God does not just use fatherhood as an image of himself, because he himself is Father, even within his own triune life. Earthly fatherhood comes forth from him and should manifest his life and love. St. Paul speaks of honoring the “Father, from whom all fatherhood in heaven and on earth is named” (Eph 3:15). God wants everyone to be able to see his own fatherly love and called certain men to share in his own paternal gift of bringing forth life and caring for others. Every father is called to be liked Joseph, “an earthly shadow of the heavenly Father” for his own family. 

Our culture, however, often denigrates masculinity, sometimes viewing even its proper expressions as toxic. We too often see maleness in its fallenness — dominating and selfish — rather than showing self-sacrificial service. In fact, later in Ephesians, Paul speaks of the true vocation of the husband and father: “Husbands, love your wives, as Christ loved the church and gave himself up for her” (Eph 5:25). He also speaks of the role of fatherhood: “Do not provoke your children to anger, but bring them up in the discipline and instruction of the Lord” (Eph 6:4). Paul shows us the goal of fatherhood — sacrificing himself for the flourishing of the family by putting the good of his wife and children before his own desires.   

No matter what the contrary voices of our culture say, we need strong men and fathers. God created man and woman in complementarity, and they need each other to thrive, helping the other in relation to their own strengths and weaknesses. Children need the strong presence of a father to discipline and teach, as Paul reminds us. Study after study has shown that fathers have the largest impact on the faith of their children. Christian Smith explains in his sociological study, Young Catholic America, that “the faith of Catholic fathers is powerfully determinative of the future faith of their children (125). The same can be said for general wellbeing and success. When fathers are absent or refuse to exercise their role, a moral and spiritual vacuum appears. A strong majority of felons, for instance, grew up without fathers in the home.  

St. Joseph helps us to understand the strength of Christian fatherhood. First, like any good husband, Joseph listened — not just to his wife but also to God. Woken up frequently by angels, he demonstrated obedience and trust, quickly leaving everything behind to follow God’s instructions and to protect his family. We also know Joseph for his work as a carpenter and builder, content to live simply and to work hard. Importantly, he also taught Jesus how to work, showing that fathers model and teach by drawing their children into their life and work. And we can also learn from Joseph’s humility, serving the Incarnate God and his Mother without even a single recorded word in the Gospels.  

This humility points us to the essence of Christian fatherhood. Although living with two perfect people, Joseph was still called to lead.
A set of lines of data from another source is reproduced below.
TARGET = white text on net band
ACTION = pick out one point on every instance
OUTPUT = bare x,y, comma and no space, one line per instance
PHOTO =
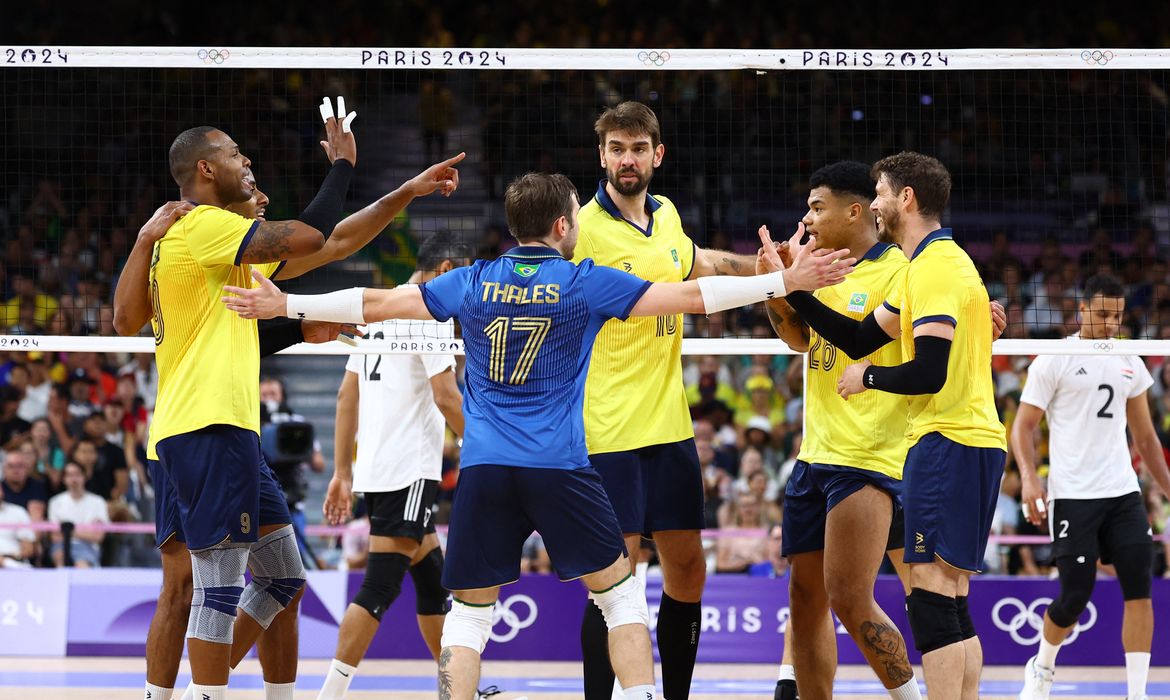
627,59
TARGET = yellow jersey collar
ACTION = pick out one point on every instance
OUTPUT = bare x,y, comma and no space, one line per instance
607,204
942,234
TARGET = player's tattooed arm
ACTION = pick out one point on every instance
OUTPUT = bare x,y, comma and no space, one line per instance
789,326
445,676
721,262
282,240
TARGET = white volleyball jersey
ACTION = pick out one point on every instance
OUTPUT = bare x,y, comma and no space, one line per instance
1085,399
400,429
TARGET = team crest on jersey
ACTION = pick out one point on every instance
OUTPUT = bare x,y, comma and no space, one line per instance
525,269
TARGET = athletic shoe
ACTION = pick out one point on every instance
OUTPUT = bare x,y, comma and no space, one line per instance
785,690
1037,681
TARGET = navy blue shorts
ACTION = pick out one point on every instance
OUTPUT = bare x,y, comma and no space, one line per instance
496,508
212,485
949,493
654,488
813,491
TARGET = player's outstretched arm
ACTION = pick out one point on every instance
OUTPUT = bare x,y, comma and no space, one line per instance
305,235
357,230
810,269
1023,440
1146,439
356,304
131,297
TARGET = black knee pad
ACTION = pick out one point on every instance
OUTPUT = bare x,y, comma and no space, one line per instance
429,595
965,624
1135,570
934,620
1076,582
383,582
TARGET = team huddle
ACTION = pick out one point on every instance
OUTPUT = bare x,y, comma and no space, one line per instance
576,424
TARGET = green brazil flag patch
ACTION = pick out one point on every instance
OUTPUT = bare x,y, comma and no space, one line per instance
525,269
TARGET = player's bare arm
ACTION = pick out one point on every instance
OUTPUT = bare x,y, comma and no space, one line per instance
131,297
298,238
1023,440
356,231
1146,439
810,269
348,306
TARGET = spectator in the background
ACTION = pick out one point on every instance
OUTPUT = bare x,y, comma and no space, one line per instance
25,292
735,554
11,424
145,376
48,457
16,546
78,507
38,389
20,486
109,477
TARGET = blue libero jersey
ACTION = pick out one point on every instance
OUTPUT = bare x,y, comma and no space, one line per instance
529,320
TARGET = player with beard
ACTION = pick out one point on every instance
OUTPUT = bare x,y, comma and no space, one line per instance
637,418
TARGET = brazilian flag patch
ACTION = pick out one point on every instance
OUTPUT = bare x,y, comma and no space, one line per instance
525,269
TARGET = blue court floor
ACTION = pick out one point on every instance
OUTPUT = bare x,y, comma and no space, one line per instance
109,678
He quietly and humbly did what was needed for his family and taught his own maker how to share in his work. Fathers do not lead in order to be in charge or to get their own way. They lead because God asks them to care for and protect their families. Fathers and mothers share in the great and beautiful partnership of family life, although fathers cannot simply sit back and let mom take the lead in the spiritual life, as they are often tempted to do. Like Joseph, fathers should act firmly and lovingly to put God and the family before self, obeying God and leading the family in the right direction. They are called to model faith, work, and sacrifice to their children. 

On Father’s Day we can affirm that masculinity and fatherhood are not just good — they are essential to understanding God and his plan for human flourishing. If our culture turns around, it will be because, in large part, Christian men stand up and fight. As Christians, we cannot give in to the culture’s attempt to denigrate masculinity and fatherhood or to pit men and women against each other. We can use this celebration to affirm the essential role that our fathers play, leading their families like St. Joseph.